Benefits will also increase in line with inflation and will rise by 10.1%.

This includes increasing the state pension by inflation, in line with the commitment to the Triple Lock. 

Some disability benefits are devolved in Scotland, so it is again up to Mr Swinney to decide whether these also rise.

The National Living Wage will be increased by 9.7% to £10.42 an hour, giving a full-time worker a pay rise of over £1,600 a year, benefitting 2 million of the lowest paid workers.

A windfall tax on energy firms

North Sea oil and gas firms have been hit by a total £54 billion windfall tax by the UK Government.
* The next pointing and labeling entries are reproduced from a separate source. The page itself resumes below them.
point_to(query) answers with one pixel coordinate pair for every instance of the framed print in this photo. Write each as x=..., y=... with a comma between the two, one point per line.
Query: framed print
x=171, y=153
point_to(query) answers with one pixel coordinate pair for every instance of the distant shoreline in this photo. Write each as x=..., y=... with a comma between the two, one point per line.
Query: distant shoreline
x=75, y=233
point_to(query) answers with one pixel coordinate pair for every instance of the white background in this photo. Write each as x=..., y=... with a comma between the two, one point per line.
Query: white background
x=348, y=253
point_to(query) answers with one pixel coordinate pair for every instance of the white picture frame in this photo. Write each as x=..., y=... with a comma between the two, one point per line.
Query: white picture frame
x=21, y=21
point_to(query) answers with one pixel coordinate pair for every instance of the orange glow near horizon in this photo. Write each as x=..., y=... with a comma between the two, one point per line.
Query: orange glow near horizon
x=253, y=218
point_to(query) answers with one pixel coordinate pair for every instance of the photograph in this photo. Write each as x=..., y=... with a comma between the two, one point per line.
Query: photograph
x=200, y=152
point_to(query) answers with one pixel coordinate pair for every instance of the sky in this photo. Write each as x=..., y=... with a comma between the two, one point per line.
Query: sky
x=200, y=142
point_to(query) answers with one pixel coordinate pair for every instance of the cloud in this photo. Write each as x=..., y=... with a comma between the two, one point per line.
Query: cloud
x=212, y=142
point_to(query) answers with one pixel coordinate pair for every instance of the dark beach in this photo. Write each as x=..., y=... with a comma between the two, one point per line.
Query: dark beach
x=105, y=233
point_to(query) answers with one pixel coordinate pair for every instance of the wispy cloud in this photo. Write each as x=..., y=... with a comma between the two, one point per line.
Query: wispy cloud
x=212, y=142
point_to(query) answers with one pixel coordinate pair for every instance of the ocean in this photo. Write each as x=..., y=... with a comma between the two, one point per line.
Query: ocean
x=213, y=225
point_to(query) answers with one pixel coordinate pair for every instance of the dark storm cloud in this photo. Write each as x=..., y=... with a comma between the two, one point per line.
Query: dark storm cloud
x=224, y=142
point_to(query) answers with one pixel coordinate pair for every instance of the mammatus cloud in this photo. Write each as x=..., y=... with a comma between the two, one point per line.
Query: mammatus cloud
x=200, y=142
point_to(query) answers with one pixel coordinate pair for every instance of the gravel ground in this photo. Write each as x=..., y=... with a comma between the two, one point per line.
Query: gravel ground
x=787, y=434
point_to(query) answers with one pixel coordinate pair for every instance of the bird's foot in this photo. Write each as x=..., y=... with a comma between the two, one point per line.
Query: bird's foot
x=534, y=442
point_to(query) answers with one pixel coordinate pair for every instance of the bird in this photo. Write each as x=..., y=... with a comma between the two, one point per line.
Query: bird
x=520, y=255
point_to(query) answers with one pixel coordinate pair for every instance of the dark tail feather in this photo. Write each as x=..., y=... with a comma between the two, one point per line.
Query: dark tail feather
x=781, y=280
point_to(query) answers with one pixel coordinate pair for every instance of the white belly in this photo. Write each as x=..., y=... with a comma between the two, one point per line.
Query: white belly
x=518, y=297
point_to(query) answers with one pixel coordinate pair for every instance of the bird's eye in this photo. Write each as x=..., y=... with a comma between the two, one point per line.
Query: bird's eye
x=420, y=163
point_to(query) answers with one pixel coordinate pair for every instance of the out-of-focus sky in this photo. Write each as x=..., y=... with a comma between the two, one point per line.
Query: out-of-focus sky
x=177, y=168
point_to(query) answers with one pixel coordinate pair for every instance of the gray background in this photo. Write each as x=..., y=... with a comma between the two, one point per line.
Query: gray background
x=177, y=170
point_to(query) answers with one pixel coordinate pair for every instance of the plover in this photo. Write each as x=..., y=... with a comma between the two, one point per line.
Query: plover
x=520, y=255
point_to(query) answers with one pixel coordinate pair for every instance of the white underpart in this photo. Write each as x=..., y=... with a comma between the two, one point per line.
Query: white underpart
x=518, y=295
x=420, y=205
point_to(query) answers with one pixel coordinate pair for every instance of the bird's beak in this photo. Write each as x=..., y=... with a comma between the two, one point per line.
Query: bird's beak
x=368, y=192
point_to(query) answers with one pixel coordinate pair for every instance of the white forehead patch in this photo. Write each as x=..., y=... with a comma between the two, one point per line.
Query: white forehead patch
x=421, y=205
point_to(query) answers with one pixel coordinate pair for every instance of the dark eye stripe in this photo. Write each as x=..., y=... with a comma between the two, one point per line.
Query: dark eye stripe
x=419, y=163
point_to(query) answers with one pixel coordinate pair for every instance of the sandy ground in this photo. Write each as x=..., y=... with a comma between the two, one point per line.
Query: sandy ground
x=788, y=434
In May last year, while chancellor, Rishi Sunak introduced a 25% levy on the profits of oil and gas companies.

Mr Hunt has gone further and increased the rate from 25% to 35% and extended the scheme from 2025 until 2028.

The tax will be expanded to electricity generators with a levy of 45% being applied from January 1 – expected to raise £14.2bn by 2028.

The chancellor said he supports a windfall tax but “any such tax should be temporary, not deter investment, and recognise the cyclical nature of energy business”.

Oil and gas firms have warned it risks “driving investment out of the UK altogether”.

Mr Hunt left a sweetener in place by offering fresh incentives for offshore electrification – offering a boost for those seeking to decarbonise and electrify offshore platforms.

Alison Thewliss, the SNP’s economy spokesperson at Westminster, said the chancellor should have expanded to “companies making excess profits”.